Greenberg was a thirty-year-old aspiring poet and literary critic with a job in the United States Customs Service. Macdonald had been introduced to him by two Partisan Review contributors, Harold Rosenberg and Lionel Abel, sometime in 1938. In his letter, Greenberg took issue with a few of Macdonald’s points, and accused him of performing an insufficiently rigorous Marxist analysis. Macdonald, delighted as always to have stimulated an antagonist, thought the letter brilliant, and encouraged Greenberg to expand it into an essay. Greenberg was naturally pleased to do so, but he was not a gifted writer, and he found the business of being edited by Macdonald, who was, something of an ordeal. The essay they managed to produce is to some extent, therefore, a collaboration. (Macdonald later claimed he had “invented” Clement Greenberg.) That essay is, of course, “Avant-garde and Kitsch,” which appeared in the Fall 1939 issue of Partisan Review, and became one of the most influential critical essays of the century. It was only the second piece of criticism Greenberg had published.

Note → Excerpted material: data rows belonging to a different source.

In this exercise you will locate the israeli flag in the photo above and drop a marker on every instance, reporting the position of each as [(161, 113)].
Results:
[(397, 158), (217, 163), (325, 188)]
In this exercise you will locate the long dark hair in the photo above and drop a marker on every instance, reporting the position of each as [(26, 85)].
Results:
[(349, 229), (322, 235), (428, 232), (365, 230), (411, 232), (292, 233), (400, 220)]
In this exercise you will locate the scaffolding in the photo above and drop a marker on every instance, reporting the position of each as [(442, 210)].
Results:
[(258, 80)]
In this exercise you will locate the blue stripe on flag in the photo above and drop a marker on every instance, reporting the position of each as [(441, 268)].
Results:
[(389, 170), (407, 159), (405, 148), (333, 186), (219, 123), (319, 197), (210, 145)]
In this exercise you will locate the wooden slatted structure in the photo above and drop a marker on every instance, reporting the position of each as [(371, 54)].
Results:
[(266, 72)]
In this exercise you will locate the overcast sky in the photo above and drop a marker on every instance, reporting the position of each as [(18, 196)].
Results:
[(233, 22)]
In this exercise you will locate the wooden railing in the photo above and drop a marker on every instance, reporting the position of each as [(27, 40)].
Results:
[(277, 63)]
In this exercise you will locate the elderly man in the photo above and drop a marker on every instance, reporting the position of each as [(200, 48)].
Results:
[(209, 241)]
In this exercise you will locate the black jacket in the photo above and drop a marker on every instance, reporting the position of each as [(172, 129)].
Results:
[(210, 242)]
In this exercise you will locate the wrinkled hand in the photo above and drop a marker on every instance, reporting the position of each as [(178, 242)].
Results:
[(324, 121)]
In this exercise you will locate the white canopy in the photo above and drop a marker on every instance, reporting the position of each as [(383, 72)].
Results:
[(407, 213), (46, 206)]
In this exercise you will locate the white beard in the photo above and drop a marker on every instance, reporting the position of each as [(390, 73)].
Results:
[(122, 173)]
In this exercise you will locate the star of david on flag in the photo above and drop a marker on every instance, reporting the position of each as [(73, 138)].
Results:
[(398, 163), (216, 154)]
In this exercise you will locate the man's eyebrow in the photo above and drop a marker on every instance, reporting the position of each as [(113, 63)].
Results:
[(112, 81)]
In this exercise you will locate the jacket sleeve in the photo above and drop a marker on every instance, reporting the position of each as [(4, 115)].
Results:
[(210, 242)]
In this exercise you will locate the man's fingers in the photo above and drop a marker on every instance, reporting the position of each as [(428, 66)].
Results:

Except for an important twist, “Avant-garde and Kitsch” is an orthodox Marxist analysis. The Marxist part goes like this: Avant-garde art and kitsch (that is, popular, or commercial, culture) are both products of the Industrial Revolution. Avant-gardism arises when the artist can no longer represent, because he no longer believes in, what society takes to be art’s natural subject matter, that is, its own values and notion of the way things ought to be. The consequence is a turn inward on the part of the serious artist, and the emergence of art for art’s sake—in the case of painting, a turn from representations of the world to abstraction. Kitsch—the word means “trash” or, as Greenberg put it in his letter to Macdonald, “crap”—was also a consequence of the Industrial Revolution. The Industrial Revolution made universal literacy possible, and this produced a mass audience looking for entertainment and diversion. The new technology of mechanical reproduction permitted an ersatz culture to be manufactured cheaply for, and distributed to, that audience. The success of this manufactured culture killed off folk art, which had been a genuine popular culture.

This much was standard Marxian analysis: industrial capitalism is responsible for both an elite culture of formalism and aestheticism and a mass culture of commodification and commercialism. The Marxist ordinarily went on to condemn both, but this is where Greenberg introduced his twist.